Kaichou-wa Maid Sama is almost done, too, as is Kimi ni Todoke 2. So I'm going to have to dig out more anime to watch, and soon, damn it.
* * *
I don't know what next week is going to look like yet. [Employer] has not discussed matters with me at all. Heck, if they decide that my taking Tuesday off was inexcusable (which would be odd in light of what [Boss] said in an email he sent Tuesday evening) and tell me to seek other opportunities, then I guess I'll just have to live with that.
The thing is, [Boss] is basically the operations manager. [Owner] is his dad, and [Owner] pretty much calls the shots; if [Owner] disapproves of something, it either doesn't happen in the first place or it gets fixed pronto. So [Boss] could say (as he did) that he wants to keep me on regardless of how things have gone, but if [Owner] was cheesed off enough by it, that's it.
[Boss] basically told me he was pleased with my performance (excluding my calling off Tuesday) and was prepared to let the past be the past, because (I think) sometimes stuff happens. But as I say, if [Owner] is unhappy, it probably doesn't matter what [Boss] thinks.
I guess I'd deserve it, too.
As bad as that would be, though, 2 weeks isn't enough to put on a resume. I guess I could say I did a very short-term contract to build a single robot cell, but the point is it's not a black mark on my record if things don't go well.
...but all signs point to "I'm going to still be employed next week," since today I spent some time watching [coworker] teach a robot how to identify and pick up a part for processing, and he told me, "You're going to be doing a lot of this later on." (Of course he might not be privy to what the bosses are thinking. How paranoid should I be?)
As for what I want--hell if I know. None of the alternatives makes me happy. I've just about reconciled myself to moving down here, though it still depresses the hell out of me when I consider it. (Thinking about it, last night, was what triggered the panic attack.

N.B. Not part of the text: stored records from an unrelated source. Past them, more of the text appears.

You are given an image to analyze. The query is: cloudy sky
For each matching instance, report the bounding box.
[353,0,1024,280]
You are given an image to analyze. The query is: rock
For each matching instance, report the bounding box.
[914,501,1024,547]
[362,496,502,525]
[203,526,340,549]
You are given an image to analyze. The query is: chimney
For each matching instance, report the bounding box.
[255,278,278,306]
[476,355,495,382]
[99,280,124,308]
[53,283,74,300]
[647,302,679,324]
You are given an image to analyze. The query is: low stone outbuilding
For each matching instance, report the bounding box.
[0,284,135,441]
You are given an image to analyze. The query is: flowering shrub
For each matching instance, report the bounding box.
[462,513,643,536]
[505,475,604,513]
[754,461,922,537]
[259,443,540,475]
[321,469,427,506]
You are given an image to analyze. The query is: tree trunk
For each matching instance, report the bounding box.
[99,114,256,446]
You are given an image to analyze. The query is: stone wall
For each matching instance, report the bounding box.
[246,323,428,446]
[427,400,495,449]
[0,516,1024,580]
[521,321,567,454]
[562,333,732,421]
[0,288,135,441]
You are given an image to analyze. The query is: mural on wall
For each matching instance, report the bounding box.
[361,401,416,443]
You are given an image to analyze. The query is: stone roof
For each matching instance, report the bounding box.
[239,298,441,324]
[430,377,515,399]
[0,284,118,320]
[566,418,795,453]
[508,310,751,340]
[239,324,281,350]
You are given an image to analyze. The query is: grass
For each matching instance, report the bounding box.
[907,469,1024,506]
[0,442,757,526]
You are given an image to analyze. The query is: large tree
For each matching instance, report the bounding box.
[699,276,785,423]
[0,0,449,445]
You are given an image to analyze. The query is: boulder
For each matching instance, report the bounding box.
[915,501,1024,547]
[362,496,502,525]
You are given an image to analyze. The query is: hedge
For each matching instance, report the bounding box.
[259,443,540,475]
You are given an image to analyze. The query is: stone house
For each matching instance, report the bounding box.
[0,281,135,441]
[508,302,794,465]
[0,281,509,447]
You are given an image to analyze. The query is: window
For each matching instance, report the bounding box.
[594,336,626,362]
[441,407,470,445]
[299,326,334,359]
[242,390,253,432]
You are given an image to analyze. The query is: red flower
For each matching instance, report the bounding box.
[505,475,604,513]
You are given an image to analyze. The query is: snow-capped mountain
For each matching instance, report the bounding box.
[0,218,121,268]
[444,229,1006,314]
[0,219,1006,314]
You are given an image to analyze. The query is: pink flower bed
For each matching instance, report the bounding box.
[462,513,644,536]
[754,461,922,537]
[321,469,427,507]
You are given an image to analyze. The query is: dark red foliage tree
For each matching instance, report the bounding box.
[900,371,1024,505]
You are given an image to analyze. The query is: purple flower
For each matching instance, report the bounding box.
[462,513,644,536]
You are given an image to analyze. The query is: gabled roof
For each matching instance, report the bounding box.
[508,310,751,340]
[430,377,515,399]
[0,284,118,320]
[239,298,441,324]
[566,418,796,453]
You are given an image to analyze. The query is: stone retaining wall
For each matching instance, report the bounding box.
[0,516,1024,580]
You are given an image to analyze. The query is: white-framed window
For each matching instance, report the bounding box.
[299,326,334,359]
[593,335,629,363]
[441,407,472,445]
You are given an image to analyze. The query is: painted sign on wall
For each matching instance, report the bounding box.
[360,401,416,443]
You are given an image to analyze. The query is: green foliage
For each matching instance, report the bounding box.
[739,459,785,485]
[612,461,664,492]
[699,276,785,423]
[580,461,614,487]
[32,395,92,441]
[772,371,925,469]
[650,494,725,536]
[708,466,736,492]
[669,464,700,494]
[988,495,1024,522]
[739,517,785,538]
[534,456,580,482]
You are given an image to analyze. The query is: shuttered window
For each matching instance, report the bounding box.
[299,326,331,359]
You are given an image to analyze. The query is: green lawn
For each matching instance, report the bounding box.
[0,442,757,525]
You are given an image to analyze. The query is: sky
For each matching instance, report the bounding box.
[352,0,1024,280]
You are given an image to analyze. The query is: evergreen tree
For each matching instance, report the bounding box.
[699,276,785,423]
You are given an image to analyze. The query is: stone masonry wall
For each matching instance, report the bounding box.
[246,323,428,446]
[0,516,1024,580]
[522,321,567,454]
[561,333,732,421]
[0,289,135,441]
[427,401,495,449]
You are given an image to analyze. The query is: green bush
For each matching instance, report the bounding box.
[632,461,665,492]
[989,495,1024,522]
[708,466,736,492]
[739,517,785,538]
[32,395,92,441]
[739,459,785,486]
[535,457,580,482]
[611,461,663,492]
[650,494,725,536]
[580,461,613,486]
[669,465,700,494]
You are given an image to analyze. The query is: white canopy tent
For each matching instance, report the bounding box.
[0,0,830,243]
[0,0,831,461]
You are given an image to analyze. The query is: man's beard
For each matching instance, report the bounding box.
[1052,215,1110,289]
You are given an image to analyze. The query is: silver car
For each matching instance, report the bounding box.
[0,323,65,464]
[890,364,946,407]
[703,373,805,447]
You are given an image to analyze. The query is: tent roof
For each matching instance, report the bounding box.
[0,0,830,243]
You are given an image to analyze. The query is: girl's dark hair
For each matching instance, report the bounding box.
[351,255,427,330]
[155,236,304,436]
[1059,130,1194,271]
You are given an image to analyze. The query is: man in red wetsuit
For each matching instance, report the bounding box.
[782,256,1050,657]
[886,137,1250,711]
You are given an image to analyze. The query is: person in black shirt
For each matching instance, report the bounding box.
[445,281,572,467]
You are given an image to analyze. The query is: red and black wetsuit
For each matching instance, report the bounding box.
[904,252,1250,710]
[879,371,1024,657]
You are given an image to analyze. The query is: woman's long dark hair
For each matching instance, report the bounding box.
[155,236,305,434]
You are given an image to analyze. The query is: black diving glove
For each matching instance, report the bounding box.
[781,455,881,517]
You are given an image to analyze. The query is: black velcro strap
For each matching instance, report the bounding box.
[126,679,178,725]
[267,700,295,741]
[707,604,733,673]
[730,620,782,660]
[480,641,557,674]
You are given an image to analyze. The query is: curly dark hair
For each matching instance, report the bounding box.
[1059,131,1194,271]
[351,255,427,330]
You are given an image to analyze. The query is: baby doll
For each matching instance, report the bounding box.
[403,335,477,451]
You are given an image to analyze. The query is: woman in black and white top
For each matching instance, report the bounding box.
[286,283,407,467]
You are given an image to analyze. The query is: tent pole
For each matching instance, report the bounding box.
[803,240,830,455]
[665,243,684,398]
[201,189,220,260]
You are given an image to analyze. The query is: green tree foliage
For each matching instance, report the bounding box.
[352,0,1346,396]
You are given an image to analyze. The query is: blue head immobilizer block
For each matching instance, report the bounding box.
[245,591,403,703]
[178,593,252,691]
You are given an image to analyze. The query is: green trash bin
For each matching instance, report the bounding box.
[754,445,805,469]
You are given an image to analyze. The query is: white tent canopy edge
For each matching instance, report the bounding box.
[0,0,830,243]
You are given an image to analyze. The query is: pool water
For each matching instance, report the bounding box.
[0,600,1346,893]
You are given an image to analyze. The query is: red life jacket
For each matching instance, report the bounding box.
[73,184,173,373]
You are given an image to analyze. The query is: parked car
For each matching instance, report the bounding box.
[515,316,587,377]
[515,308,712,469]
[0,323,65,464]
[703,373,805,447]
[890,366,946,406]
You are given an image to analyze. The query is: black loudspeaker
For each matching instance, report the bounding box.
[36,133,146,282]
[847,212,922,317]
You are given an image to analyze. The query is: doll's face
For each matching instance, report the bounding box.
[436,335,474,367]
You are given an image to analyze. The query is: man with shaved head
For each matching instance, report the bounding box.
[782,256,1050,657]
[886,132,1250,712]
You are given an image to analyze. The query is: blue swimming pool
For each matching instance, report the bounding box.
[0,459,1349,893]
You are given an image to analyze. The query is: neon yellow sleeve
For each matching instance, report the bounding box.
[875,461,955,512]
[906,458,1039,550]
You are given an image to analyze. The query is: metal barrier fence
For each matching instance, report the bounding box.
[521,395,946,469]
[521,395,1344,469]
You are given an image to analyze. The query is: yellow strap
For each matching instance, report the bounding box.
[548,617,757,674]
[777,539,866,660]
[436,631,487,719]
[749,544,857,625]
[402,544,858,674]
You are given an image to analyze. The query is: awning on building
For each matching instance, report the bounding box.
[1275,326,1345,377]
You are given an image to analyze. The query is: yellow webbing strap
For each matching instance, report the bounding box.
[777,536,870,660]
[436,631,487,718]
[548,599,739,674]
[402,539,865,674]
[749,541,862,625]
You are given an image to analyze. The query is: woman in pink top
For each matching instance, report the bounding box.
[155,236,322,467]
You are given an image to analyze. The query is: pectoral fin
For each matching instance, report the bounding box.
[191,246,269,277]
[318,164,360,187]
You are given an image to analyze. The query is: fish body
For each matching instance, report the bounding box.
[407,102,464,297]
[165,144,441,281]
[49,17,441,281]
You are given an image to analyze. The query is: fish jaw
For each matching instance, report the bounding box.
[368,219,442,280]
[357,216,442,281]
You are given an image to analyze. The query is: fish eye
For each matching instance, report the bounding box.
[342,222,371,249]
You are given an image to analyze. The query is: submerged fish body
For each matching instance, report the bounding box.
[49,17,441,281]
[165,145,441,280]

I'm a wreck; sometimes I think I ought to seek disability for my anxiety disorder. It certainly does cause me enough trouble, damn it.) But choosing to go back to being unemployed is a complete non-starter.
If I end up being given the hidey ho, though, I'll just have to find something nearer to home, probably something unskilled. That appeals more to me than continued unemployment does--but really, I'd rather do something technical, if possible. (Still thinking that if I had to find a new job, getting a job like Geek Squad at Best Buy would be perfect...as long as they didn't make me try to sell anyone "Monster Cables".)
There is also still the possibility of getting some job retraining, paid for by Uncle Sam, applied to learning robot programming and such. That would be a good investment, and I bet I could find any number of entry-level positions closer to home if I had the training.
Well--thinking about this isn't going to do me much good, because I have no clue WTF is going on...yet. I figure I'll know by this time tomorrow at the latest what is going to be going on.
As Og says, in the worst case I've got a couple weeks' pay to help keep me afloat until I find something else. It should pay for a month or two worth of groceries, anyway.
But I'm betting I'll still have a job. C'mon: from a standing start, with no prior experience, in eight working days I've taken the thing from a pile of parts to a nearly-complete robot cell. (It'll be eight tomorrow, anyway.) If that's not enough to expiate my sin of calling off Tuesday, what is?
* * *
Anyway, I need to go buy Pepsi, and I have a hankering for some ice cream, and before I do any of that I need a freakin' shower. It was hot in there today, and I suffered two bouts of gut malf which left me sweating; and I had to crawl around on the floor to try to find a missing part, so I got extra-grimy today.
After that? I'll probably just watch anime again. WoW is too frustrating with this hotel's shitty Internet. (I've also been rereading Lovely Complex.) Anime FTW.